BREAKING: House Rules Committee fails to pass a rule for phony border bill…

House Speaker Johnson is trying to appease conservatives with a weak border bill that has no chance of passing the Senate, because they are outraged he didn’t include any border provisions in the foreign aid package.

The new legislation would require a procedural rule, but the House Rules Committee went into recess tonight after they failed to pass one:

 
Here’s more on the border bill drama from The Hill:

House GOP leaders on Wednesday introduced a new border security bill designed to appease conservatives who are up in arms that Speaker Mike Johnson’s (R-La.) foreign aid package excluded tougher measures to battle migration.

Johnson announced Wednesday morning that he was plowing ahead with sending aid to Ukraine, Israel and Taiwan despite outspoken opposition from hard-line Republicans, many of whom were incensed that his plan excluded border security. For months, the Speaker had said that any assistance for Kyiv must be paired with legislation to address the situation at the southern border.

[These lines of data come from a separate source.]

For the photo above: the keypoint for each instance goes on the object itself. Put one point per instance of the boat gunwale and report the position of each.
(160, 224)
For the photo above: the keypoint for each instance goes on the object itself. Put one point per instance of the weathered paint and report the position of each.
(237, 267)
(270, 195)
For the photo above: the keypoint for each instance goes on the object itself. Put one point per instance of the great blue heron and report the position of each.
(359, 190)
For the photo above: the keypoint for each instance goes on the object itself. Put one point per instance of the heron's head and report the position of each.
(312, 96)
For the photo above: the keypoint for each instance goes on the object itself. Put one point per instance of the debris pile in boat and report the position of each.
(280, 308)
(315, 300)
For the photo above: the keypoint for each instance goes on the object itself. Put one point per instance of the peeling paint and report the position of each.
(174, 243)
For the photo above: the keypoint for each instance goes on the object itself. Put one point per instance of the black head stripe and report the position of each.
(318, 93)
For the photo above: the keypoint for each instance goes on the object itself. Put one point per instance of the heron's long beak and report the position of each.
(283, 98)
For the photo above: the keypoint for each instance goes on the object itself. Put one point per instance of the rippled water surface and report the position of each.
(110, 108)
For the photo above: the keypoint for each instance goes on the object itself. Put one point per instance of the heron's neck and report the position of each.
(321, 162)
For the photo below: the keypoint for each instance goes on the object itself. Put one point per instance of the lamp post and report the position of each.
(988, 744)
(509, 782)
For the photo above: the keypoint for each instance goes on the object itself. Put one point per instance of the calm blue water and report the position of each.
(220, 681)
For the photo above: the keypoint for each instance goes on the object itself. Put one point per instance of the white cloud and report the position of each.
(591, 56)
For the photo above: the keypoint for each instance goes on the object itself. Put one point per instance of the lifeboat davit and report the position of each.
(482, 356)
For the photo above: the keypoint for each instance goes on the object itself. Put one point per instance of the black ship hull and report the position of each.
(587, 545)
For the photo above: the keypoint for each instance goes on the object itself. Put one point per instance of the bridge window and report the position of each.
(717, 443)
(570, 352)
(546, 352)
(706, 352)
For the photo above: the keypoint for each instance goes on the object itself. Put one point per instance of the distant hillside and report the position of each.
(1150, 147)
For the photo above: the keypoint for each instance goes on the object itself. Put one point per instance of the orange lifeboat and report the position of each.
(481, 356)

But in a change to his initial plan, the Speaker said he would move a separate border security bill as the House considered the foreign aid measures, a move that was largely viewed as a way to pacify the conservative anger. He said the border security bill would move under a separate procedural rule from the Ukraine, Israel and Taiwan measures.

The gambit, however, was met with sharp — and immediate — criticism from hard-line Republicans, who dismissed the new border bill as weak and part of a bad-faith effort by Johnson to satisfy the conservative concerns.

“That is a joke,” Rep. Bob Good (R-Va.), the chair of the House Freedom Caucus, told reporters of the border bill. “That’s pretend. That’s theater. That’s noise.”

The House is expected to vote on the border bill in the coming days as part of Johnson’s plan to send aid to embattled U.S. allies. But even if it passes the House it will face a dead end in the Senate, where many of the provisions are non-starters among Democrats.

Johnson, nonetheless, is pitching the border bill as an “aggressive” measure that is instrumental to the broader conversation about the national security supplemental.

Chip Roy called the bill a watered down cover vote and he wants nothing to do with it:

I was really hoping Speaker Johnson would be different, but he’s just like all the other House speakers we’ve had. A weak in the knees pushover who isn’t willing to fight for anything.